Des transactions aux prix étrangement bas, réalisées sans l’accord d’Enodia, ce qui va à l’encontre du décret Gouvernance. En octobre 2019, le Parquet de Liège s’empare de l’affaire. On découvrira que Moreau et consorts se sont accordés de très larges indemnités de sortie, pour plusieurs millions d’euros. De son côté, le Gouvernement wallon fait annuler la vente des trois filiales, mais aussi les bonus des trois dirigeants, saisis sur leurs comptes. Enfin, la nouvelle direction de Nethys a manifesté sa détermination à porter plainte contre les anciens dirigeants, notamment pour usage abusif des finances.

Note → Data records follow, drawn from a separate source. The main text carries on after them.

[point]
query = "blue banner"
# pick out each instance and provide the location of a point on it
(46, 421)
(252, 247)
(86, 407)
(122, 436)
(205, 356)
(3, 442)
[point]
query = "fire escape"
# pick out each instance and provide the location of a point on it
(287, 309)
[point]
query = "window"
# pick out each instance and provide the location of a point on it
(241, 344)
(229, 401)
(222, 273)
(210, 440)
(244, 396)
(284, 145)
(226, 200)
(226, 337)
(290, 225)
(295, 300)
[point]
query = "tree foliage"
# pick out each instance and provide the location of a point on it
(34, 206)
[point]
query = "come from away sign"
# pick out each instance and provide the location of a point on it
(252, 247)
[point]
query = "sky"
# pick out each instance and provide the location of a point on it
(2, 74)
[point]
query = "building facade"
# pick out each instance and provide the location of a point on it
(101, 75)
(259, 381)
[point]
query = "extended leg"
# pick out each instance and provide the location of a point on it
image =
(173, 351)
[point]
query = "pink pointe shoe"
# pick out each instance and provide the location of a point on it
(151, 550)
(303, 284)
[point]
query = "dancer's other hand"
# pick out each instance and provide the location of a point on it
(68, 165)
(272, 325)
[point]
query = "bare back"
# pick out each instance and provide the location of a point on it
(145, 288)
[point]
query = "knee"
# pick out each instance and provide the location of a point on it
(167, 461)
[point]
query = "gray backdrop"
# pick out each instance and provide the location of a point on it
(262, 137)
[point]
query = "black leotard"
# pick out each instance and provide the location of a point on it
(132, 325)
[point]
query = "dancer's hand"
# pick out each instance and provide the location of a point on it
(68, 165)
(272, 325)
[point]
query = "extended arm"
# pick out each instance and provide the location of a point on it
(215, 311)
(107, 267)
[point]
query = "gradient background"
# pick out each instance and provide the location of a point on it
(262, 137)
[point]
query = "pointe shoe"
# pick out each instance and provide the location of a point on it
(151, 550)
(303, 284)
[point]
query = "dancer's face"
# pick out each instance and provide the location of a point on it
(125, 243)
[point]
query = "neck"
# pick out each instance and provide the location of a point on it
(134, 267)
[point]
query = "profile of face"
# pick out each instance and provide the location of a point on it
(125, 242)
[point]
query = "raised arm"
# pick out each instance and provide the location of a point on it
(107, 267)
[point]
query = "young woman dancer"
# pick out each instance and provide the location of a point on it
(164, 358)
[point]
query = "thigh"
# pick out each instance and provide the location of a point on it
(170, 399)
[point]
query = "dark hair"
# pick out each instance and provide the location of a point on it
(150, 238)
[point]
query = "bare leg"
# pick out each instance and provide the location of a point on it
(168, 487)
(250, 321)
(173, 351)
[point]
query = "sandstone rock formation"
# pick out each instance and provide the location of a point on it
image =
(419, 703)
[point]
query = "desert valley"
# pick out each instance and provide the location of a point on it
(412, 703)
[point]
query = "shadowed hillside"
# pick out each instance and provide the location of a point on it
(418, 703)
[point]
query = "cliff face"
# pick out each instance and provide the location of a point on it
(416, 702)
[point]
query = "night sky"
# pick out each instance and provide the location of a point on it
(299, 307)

Et dernièrement, en décembre dernier, après un audit, un compte bancaire secret de Stéphane Moreau aurait été découvert, sur lequel transitait de l’argent public afin d’être utilisé à des fins privées, notamment beaucoup de dépenses de luxe. Mais son avocat dément.

Ces derniers jours, c’est donc l’enquête judiciaire autour de Nethys et des millions d’euros d’indemnités de sortie, mis en place juste avant l’instauration du décret Gouvernance, qui a été relancée, ce qui explique le mandat d’arrêt de Stéphane Moreau, mais aussi celui des autres administrateurs impliqués.